Burnout/turnover - Outpatient setting

Specialties Psychiatric

Published

I am a psychiatric nurse practitioner working a busy practice alongside a psychiatrist who has an even busier practice. I have noticed significant turnover with nursing staff since starting 1 year ago and I am wondering if anyone else has thoughts or suggestions to mitigate the risk of burnout among nursing staff in outpatient psychiatric clinic

Background information ~

The clinic is currently operates by transferring patient calls to the psychiatric nurses (2 LPN's and 1 RN) who triage the call and take messages to send to the providers. I notice that the nurses are often on the phone for long periods of time with patients, often difficult patients and difficult conversations. Nurses have described that the phone calls are a big stressor and consume a great deal of their time. Also, nurses have described that another stressor is that they feel that they are not able to interact with patients as much as they would like as they are often consumed with phone calls and triage. In addition, our RN feels that she is not being utilized appropriately according to scope and feels that there are a lot of tasks that she could be delegating.

I am just wondering if anyone has any input or experience in the operation and work flow of an outpatient psychiatric clinic and if anyone has any suggestions to decrease turnover.
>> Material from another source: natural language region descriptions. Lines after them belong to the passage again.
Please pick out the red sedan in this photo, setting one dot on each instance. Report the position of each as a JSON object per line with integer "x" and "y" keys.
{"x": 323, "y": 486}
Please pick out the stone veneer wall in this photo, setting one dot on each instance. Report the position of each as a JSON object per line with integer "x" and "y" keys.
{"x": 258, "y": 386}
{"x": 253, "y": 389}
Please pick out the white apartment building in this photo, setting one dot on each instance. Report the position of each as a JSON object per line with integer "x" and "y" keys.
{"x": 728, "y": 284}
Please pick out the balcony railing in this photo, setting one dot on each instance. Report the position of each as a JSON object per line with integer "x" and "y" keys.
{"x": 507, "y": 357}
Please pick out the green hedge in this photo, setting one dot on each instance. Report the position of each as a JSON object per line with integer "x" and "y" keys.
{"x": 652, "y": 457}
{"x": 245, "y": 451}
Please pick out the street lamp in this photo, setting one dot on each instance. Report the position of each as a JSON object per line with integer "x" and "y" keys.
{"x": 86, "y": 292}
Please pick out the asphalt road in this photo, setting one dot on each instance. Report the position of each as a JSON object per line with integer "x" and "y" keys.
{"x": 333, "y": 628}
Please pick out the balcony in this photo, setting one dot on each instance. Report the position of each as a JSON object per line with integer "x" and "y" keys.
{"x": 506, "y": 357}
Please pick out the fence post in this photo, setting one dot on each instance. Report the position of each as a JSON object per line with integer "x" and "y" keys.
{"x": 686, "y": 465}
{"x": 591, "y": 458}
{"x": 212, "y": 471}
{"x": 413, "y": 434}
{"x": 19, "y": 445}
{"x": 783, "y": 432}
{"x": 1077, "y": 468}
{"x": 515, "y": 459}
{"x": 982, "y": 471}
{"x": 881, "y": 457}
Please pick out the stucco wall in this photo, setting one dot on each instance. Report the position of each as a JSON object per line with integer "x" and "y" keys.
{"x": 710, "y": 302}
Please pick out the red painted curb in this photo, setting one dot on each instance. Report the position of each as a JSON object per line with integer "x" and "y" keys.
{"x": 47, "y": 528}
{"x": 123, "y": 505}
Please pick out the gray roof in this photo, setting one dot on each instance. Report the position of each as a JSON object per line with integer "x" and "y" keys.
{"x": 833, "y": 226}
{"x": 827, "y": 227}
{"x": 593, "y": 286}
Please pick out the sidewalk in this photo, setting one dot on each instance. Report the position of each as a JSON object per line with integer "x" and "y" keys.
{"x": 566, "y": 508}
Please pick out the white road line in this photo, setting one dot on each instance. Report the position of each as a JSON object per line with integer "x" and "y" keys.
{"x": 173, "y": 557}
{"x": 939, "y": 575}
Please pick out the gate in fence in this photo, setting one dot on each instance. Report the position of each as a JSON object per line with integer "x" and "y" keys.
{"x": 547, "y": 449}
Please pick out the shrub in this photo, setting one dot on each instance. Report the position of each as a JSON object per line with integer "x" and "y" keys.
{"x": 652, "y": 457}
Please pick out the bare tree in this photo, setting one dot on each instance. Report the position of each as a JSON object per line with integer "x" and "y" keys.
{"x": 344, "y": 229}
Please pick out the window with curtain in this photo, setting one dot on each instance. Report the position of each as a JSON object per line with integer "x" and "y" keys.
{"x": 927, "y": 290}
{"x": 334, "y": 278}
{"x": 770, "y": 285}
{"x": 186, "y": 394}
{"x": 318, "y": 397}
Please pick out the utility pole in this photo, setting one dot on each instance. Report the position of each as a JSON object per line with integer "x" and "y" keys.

I understand that much of the outpatient role involves handling phone calls and triage, but I am just curious how other clinics operate.

Thanks

Specializes in Mental Health.

I think that for the most part you have answered your own question; "Nurses have described that the phone calls are a big stressor and consume a great deal of their time, ....not able to interact with patients...and not being utilized appropriately according to scope...".

Do clinicians' on exiting the service, have exit interviews to identify the issues for them leaving? Regular clinical feedback or supervision might help with staff retention or the ability to feel valued and heard. There are a multitude of reasons why people leave work environments!